PREUVE n*2 : Les Fiançailles
Selon Tabari (aussi selon Hisham ibn ‘Urwah, Ibn Hunbal ), Aïcha était fiancé à sept ans et a commencé à cohabiter avec le prophète (*) à l’âge de neuf an.
Cependant, dans un autre récit, Al-Tabari dit : “Tous les quatre enfants de [Abou Bakr] sont nés de ses deux femmes pendant la période pré islamique” (Tarikhu’l-umam wa’l-mamlu’k, Al-Tabari (sont morts 922), Vol. 4, p. 50, arabe, Dara’l-fikr, le Beyrouth, 1979).
Si Aïcha était fiancé en 620 CE (à l’âge de sept ans) et a commencé à vivre avec le prophète (*) en 624 CE (à l’âge de neuf ans), ceci indiquerait qu’elle est née en 613 CE et avait neuf ans quand elle a commencé à vivre avec le prophète (*).

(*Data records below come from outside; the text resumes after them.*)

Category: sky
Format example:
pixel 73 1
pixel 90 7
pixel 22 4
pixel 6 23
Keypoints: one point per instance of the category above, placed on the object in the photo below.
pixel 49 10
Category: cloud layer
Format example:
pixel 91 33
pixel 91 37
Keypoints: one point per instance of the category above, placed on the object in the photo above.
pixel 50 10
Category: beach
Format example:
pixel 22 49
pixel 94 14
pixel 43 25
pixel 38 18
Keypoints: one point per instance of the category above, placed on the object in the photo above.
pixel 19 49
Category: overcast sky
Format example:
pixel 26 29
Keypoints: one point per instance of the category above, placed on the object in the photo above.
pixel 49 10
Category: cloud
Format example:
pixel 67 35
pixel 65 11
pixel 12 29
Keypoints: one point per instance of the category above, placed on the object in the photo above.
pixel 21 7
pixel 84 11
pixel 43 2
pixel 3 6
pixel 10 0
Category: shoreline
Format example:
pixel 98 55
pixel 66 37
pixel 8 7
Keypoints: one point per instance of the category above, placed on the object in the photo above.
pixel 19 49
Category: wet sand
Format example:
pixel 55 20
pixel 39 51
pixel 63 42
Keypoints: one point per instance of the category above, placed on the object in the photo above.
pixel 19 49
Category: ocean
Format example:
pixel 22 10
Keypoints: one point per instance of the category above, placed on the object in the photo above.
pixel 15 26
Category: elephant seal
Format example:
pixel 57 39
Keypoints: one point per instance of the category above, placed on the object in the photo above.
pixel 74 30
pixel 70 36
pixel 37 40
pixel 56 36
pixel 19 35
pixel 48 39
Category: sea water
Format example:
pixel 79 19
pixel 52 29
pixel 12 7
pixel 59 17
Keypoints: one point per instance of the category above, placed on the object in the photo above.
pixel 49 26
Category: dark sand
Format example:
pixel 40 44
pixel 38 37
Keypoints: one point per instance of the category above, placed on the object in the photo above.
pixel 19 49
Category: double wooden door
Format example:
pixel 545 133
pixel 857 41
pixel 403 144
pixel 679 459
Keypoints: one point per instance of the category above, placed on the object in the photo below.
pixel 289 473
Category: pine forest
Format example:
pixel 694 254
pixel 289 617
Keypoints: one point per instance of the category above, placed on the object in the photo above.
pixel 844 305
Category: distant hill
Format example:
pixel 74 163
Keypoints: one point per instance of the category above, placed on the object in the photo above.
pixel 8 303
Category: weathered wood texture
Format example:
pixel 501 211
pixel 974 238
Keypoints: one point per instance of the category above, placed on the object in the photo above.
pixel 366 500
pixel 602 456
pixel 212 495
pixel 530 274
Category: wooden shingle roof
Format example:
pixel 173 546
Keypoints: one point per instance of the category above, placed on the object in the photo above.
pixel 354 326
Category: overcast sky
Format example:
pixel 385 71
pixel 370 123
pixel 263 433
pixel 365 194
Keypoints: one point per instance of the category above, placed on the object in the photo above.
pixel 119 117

Donc, basé sur le récit d’Al-Tabari, les calculs montrent qu’Aïcha devait être née en 613 CE, trois ans après le début de révélation (610 CE).
Tabari déclare aussi qu’Aïcha est née dans l’ère pré islamique (Jahiliya). Si elle est née avant 610 CE, elle aurait eu au moins 14 ans quand elle avait commencé à vivre avec le prophète (*). Essentiellement, Tabari se contredit lui même.
Conclusion n° 2 : Al-Tabari est incertain concernant l’âge de mariage d’Aïcha.
PREUVE n* 3 : l’Âge de Aïcha par rapport à l’Âge de Fatima
Selon Ibn Hajar, Fatima est née au temps où que la Kaaba avait été reconstruite, à cette date le prophète (*) avait 35 ans, elle en avait cinq ans plus que Aïcha” (Al-isabah fi tamyizi’l-sahabah, Ibn Hajar Al-Asqalani, Vol. 4, p. 377, Maktabatu’l-Riyadh Al-haditha, Al-Riyadh, 1978).
Si la déclaration d’Ibn Hajar s’avère véridique, Aïcha est née quand le prophète (*) avait 40 ans. Et s’il avait épousé Aïcha quand il avait 52 ans, l’âge de Aïcha au moment de son mariage serait au moins 12 ans.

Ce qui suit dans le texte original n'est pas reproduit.